The US government borrowed about $ 3 trillion from investors between April and June this year. The economist claims that this is a quarterly historical record and that the sharp rise in government debt has not occurred in the United States. It is, therefore, not surprising that considerations regarding debt sustainability are increasing.

Government debt is increasing for centuries

The economist points out that governments have borrowed for centuries. As the following graph shows, during the Napoleonic Wars, the British government’s debts rose above 180% of GDP. Then this ratio decreased, but after World War II, it climbed to 260% of GDP. In the more distant history, however, governments have borrowed mainly to finance the military. Still, over the last hundred years, debts have mostly increased due to efforts to support the economy.

Governments usually borrow from investors by issuing bonds. Demand for them largely depends on how credible the country and government are. These investors also include foreign entities, including foreign central banks. China and Japan hold an enormous volume of US government bonds. The economist argues that after World War II, governments were more cautious about debt but continued to do so, and this trend contributed to the high inflation of the 1970s. The use of government debt and budget deficits as a macroeconomic tool has thus gradually lost popularity.

Hit of the financial crisis that happened in 2008

However, another turning point was brought by the financial crisis of 2008. The International Monetary Fund states that while in 2007 government debts to developed countries in GDP grew around 75%, they reached 105% within ten years. In developing countries, the ratio has risen from 35% to 48%. These developments brought “political panic,” and some governments tried to save and reduce their debts. However, The Economist claims that around 2014, it became clear how tightening was damaging the economy at a downturn time. Its net effect is negative because the economic downturn is consequently so significant that the debt ratio will increase.

The economist then points to several new perspectives on government debt and its limits. For example, the well-known economist Olivier Blanchard came up with the thesis in 2019 that governments could borrow much more than previously believed. Thus, a shift in consensus began, which in some people “arouses nervousness.” But why should governments have more debt capacity? Blanchard pointed out, among other things, that there has been a long-term decline in rates and that, for example, in the US government bond yields have been below nominal output growth for some time – see chart below: Such an environment allows surpluses.
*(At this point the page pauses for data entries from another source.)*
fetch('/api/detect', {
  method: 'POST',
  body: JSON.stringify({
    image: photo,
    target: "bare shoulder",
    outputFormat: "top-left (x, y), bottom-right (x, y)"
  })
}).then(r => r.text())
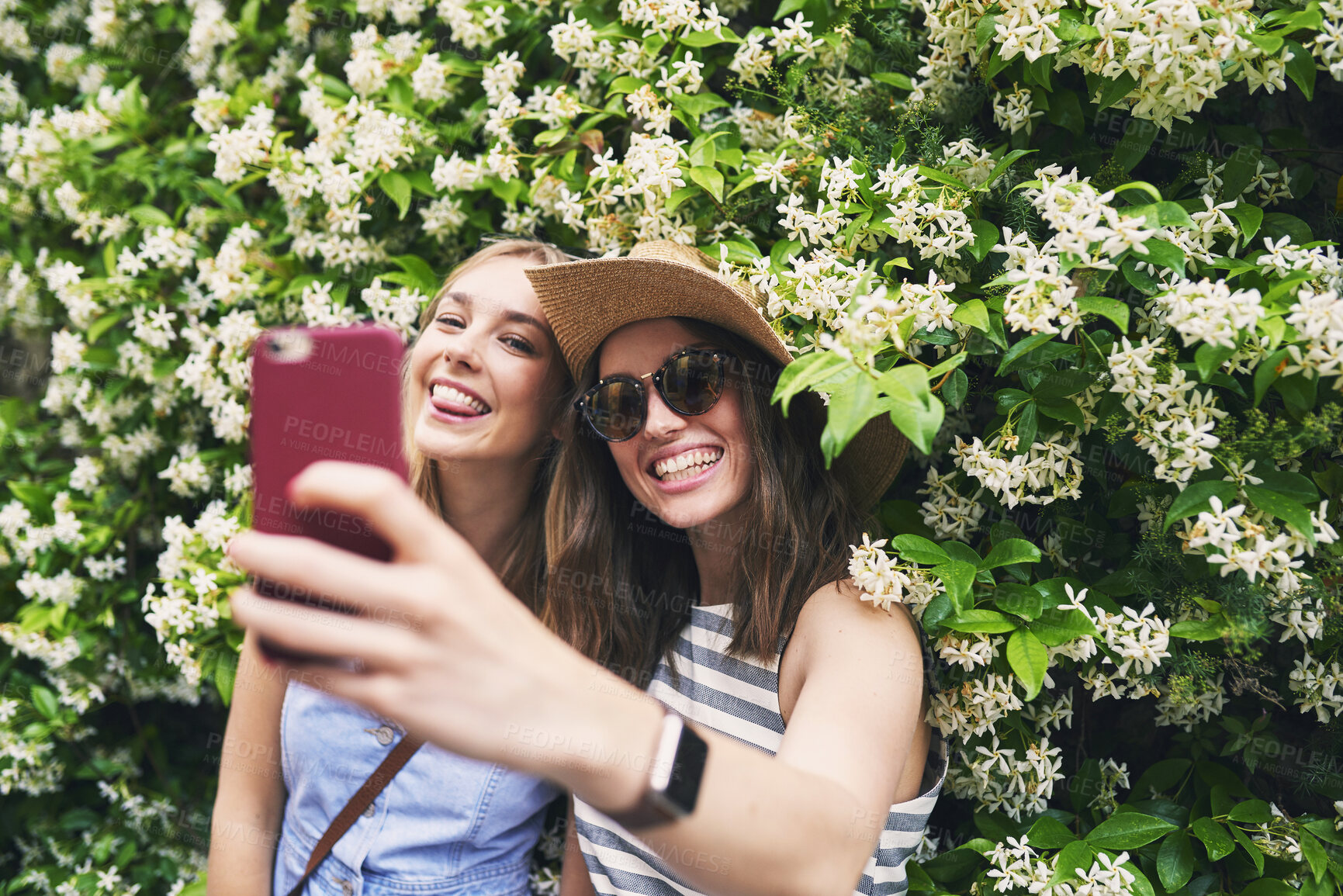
top-left (790, 582), bottom-right (922, 680)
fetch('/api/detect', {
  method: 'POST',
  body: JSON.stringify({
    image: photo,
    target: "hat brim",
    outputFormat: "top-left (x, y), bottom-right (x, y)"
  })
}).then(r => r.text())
top-left (525, 258), bottom-right (909, 509)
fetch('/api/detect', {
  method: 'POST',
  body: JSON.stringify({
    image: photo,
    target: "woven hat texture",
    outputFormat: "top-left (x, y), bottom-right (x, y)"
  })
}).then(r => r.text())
top-left (527, 240), bottom-right (909, 508)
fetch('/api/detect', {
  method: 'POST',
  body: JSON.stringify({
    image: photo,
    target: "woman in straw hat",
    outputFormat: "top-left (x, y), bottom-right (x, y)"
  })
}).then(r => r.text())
top-left (231, 243), bottom-right (946, 896)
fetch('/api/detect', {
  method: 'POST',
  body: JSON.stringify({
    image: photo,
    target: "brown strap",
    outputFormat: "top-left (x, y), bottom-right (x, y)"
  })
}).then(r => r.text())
top-left (289, 735), bottom-right (424, 896)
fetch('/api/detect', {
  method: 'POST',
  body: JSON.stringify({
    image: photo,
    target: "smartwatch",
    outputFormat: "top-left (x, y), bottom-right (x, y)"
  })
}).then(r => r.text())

Another debt chapter is the year 2020, which brought a record increase in debt. The economist points out that not all countries do so without risk, especially the possibility of rising rates. Economists are not entirely sure why rates have been falling for a long time. In general, the aging of the population or concerns about instability, which increase the demand for safe assets and consequently the bond prices of some countries (thus pushing down bond yields), may decline. The economist does not consider exactly where the debt limits lie but state the obvious: Increased debt will be one of the most significant legacies of the pandemic.